Para la socióloga, el desafío es organizarse y darle seguimiento a estas jornadas, registrarlas, avanzar en acuerdos mutuos y politizar estos espacios.

– “Creo que es algo que se tiene que politizar más, en términos de plantearse un objetivo de organización, de registro, de base de datos, eso va a dar consistencia a la organización. Porque, en este minuto, más allá de juntarse no hay continuidad. No hay una visión del deporte. Como la frase de ‘lo personal es político’. El deporte también es político y estas instancias también lo son”, concluye.

Caer para volver a levantarse

Después de hablar con Karla, tomo los patines y me los pongo. Me demoro un poco, porque también me acomodo todos los implementos de protección. Sin dudas, tengo más probabilidades de caer que cualquiera de las asistentes al evento. 

Miro a mi alrededor y, la única persona que se ve tan protegida como yo, es una niñita que no supera los tres años. Viene sobre un monopatín de colores pasteles. Me mira fijamente mientras trato de dar unos pasos. Quizá le llama la atención que estemos ataviadas iguales, quizás se siente representada. Inflo el pecho: ¡Qué orgullo! Pero, lo cierto, es que ella me representa a mí. Me agarro más fuerte del brazo de mi amiga, que esa pequeña de su papá.

Para darme valor, recuerdo las palabras de Puli: “Lo bacán del deporte es que te hace ver la vida desde otra perspectiva. Tiene problemas, pero voy a superarlos, voy a ver cómo hago para lograrlo. El deporte es lo mismo. Si aquí te sacas la chucha, te paras y vas a volver a hacer el truco. La frustración no impide que uno siga intentándolo. Ese es el sentimiento más bacán: la resiliencia”.

Entonces: un pasito y después otro. La verdad es que algo le pego. Al menos, no me caigo. Me repito a mi misma: dobla las rodillas, pon tu eje hacia adelante. Y así, avanzo un poco y después, más. Avanzo un breve tramo y me sujeto a la reja que rodea la pista, para no caerme. Pude andar unos 5 metros, me río. Es como volver a los 15 años, cuando andaba en la vereda de Avenida Matta. O cuando mi viejo (mi papá) me llevaba al Parque O’Higgins a patinar. Vuelve esa sensación de libertad: el viento en la cara, ver pasar el paisaje rápidamente.
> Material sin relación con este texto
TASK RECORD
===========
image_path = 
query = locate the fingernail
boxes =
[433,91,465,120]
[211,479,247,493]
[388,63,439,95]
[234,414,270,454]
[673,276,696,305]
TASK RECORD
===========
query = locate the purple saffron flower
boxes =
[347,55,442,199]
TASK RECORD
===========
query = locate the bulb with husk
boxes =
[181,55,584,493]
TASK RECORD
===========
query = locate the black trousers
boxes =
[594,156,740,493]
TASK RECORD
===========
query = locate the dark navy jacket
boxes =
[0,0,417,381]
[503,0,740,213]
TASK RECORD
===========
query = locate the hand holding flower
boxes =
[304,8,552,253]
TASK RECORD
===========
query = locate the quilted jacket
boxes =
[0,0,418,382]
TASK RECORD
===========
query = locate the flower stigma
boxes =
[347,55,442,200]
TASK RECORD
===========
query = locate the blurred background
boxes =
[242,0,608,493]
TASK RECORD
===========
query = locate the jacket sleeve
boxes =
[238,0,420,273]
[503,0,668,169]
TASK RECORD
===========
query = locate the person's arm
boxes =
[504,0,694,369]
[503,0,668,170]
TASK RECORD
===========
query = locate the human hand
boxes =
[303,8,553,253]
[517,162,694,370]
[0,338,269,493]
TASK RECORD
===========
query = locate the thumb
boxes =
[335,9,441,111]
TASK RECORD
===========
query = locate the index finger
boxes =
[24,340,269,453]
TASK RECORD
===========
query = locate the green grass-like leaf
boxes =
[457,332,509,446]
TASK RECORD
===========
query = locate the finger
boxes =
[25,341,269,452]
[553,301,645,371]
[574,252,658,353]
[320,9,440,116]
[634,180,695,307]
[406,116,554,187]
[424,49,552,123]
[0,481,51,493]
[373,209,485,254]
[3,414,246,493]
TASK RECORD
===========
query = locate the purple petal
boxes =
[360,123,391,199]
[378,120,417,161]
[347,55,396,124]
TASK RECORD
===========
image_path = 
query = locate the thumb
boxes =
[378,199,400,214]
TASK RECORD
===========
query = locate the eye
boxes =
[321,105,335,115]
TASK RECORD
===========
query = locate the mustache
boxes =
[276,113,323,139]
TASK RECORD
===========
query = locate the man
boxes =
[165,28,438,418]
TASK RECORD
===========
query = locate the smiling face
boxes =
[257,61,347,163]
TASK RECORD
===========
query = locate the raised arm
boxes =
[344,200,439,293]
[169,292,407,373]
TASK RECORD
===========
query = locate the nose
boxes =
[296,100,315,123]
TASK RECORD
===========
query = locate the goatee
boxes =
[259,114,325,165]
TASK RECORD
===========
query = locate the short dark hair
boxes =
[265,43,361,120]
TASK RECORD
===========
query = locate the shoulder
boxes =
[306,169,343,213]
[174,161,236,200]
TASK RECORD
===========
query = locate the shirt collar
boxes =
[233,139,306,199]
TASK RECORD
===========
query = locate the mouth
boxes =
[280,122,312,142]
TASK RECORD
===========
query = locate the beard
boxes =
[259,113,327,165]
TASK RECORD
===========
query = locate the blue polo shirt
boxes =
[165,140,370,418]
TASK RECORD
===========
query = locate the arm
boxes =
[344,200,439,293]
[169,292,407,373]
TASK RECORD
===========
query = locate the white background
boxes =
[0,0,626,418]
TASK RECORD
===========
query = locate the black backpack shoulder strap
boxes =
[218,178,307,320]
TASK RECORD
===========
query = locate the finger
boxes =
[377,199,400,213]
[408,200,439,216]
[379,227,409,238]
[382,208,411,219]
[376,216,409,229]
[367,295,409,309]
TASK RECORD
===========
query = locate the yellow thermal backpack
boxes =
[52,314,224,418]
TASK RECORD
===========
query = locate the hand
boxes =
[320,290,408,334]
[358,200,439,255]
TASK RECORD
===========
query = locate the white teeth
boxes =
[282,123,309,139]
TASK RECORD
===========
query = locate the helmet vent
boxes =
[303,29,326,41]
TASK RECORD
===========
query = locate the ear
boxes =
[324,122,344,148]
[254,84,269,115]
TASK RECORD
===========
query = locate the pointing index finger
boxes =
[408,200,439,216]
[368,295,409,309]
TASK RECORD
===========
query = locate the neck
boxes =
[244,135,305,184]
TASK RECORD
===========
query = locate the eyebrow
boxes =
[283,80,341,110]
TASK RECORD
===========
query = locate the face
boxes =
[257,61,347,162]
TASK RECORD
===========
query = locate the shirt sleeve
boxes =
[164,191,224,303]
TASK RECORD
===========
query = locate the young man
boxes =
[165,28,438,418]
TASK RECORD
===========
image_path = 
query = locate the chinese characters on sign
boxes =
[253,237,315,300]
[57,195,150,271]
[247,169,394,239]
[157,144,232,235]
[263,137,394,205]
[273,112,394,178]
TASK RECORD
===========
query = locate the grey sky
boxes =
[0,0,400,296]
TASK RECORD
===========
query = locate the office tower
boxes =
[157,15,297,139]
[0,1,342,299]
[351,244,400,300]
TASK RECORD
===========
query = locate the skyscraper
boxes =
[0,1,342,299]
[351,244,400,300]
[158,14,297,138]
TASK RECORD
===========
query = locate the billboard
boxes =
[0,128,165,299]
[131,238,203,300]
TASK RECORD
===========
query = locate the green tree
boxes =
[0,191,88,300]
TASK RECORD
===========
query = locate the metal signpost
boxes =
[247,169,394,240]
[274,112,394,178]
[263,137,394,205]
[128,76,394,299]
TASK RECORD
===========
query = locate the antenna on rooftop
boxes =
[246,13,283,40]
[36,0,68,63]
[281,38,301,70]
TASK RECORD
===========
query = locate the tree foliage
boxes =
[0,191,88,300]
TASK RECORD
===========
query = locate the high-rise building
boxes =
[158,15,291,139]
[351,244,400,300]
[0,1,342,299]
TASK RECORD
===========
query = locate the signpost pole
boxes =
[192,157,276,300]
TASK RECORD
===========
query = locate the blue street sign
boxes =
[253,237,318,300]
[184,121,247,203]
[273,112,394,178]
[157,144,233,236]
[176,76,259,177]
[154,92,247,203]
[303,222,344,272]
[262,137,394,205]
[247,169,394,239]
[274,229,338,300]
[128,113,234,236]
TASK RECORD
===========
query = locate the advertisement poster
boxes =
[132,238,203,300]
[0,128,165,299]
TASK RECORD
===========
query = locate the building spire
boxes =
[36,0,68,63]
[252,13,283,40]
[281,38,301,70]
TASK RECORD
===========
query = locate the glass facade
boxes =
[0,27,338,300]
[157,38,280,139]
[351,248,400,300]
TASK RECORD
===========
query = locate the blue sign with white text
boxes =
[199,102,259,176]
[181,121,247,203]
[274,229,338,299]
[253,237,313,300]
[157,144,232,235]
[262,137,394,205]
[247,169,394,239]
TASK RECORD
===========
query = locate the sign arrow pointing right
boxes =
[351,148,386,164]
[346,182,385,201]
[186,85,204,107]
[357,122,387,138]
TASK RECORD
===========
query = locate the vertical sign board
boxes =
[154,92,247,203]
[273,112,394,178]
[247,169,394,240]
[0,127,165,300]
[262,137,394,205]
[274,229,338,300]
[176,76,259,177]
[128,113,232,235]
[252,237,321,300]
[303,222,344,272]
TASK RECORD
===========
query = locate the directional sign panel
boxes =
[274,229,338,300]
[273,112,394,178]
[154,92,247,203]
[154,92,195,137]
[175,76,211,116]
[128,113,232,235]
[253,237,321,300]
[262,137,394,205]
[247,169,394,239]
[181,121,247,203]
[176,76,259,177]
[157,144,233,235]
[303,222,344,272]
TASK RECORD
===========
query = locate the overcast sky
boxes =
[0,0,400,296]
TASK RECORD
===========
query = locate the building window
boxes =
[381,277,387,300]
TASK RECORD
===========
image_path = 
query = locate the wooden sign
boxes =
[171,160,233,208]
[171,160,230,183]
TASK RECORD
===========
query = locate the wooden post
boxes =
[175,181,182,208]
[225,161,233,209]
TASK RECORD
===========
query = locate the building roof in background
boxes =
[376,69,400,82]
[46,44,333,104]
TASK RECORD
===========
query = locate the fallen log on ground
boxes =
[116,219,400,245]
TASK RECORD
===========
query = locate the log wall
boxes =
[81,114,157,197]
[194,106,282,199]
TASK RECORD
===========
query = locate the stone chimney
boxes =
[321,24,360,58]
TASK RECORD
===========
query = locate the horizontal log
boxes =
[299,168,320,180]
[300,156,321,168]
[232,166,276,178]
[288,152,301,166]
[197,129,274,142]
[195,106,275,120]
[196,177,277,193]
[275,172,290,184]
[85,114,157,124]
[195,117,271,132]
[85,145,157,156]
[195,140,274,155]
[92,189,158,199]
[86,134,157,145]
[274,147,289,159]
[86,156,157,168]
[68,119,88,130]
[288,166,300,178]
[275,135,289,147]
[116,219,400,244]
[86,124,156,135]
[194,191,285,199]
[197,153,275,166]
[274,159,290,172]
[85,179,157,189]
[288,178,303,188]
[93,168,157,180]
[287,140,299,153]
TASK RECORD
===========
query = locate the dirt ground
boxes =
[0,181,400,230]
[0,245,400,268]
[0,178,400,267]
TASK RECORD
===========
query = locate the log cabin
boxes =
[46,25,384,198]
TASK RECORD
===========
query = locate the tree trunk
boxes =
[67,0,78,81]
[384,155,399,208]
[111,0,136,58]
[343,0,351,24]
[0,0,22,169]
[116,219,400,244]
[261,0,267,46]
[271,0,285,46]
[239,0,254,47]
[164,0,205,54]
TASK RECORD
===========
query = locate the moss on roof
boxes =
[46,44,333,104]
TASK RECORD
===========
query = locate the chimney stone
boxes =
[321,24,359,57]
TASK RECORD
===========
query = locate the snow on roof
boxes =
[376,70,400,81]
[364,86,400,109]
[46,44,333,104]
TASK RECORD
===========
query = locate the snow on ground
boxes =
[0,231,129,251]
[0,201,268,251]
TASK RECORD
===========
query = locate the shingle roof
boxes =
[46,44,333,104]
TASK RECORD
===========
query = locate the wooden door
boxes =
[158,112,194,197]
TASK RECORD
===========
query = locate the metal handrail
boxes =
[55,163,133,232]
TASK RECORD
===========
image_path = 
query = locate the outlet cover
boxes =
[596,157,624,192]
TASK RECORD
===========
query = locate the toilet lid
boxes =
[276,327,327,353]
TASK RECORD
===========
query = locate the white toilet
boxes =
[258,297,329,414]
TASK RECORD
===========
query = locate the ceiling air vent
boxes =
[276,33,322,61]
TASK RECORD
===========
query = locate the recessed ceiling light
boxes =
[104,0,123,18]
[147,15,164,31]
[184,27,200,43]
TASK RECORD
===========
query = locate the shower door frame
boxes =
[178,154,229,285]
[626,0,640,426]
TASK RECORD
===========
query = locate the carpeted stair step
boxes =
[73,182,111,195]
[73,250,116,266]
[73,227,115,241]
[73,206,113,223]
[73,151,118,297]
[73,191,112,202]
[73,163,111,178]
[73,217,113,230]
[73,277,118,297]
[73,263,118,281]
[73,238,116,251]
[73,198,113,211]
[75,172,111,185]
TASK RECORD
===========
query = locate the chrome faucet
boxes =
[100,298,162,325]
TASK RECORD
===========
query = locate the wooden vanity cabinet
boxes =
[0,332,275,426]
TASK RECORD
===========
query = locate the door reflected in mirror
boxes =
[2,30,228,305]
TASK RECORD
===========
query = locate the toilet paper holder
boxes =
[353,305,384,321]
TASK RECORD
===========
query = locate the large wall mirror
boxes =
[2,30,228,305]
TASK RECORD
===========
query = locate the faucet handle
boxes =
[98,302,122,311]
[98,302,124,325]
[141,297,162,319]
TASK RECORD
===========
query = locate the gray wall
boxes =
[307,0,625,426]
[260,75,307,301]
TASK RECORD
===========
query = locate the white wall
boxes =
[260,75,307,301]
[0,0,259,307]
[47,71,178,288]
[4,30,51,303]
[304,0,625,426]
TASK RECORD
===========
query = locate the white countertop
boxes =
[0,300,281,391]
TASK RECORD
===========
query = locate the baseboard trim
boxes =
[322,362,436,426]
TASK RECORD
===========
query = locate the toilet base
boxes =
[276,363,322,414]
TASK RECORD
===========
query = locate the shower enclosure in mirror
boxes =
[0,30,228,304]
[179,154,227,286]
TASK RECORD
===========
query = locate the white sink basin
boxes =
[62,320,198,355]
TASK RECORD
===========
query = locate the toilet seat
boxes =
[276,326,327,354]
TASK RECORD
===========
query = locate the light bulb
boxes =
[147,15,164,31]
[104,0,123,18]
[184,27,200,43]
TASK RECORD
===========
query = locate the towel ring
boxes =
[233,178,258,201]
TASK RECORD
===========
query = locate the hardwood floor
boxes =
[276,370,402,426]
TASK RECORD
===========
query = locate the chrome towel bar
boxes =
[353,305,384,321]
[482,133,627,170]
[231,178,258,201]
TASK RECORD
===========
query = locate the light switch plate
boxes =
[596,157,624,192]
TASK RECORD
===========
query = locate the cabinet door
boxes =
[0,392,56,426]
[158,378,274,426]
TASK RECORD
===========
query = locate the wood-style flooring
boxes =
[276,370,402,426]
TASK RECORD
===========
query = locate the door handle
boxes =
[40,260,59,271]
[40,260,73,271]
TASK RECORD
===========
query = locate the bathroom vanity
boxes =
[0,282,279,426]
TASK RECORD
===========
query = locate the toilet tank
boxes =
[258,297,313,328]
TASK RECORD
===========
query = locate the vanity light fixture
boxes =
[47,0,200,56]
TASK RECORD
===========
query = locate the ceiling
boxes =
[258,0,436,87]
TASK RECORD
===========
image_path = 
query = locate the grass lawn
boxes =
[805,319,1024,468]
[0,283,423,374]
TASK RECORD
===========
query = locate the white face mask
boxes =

Dar una o dos vueltas sobre mi eje, como esas patinadoras de la tele. Esa era mi máxima pirueta.

Pero en esas ocasiones, al frenar, estaba sola. Claro, mi viejo me supervisaba, pero no andaba en patines. Extrañaba tanto compartir esa sensación con alguien, que al final desistí y dejé de ponerme patines. Hoy, contemplo a les jóvenes en grupo, compartiendo saltos, caídas y trucos. Les veo gozando la velocidad, con la brisa y el sol a cara descubierta, recogiéndose una a la otra. Alentándose ante obstáculos y miedos. Seguro tendrán más chances de prolongar la práctica de este deporte, de las que yo tuve en los inicios del 2000. Juntas, las cabras son más fuertes.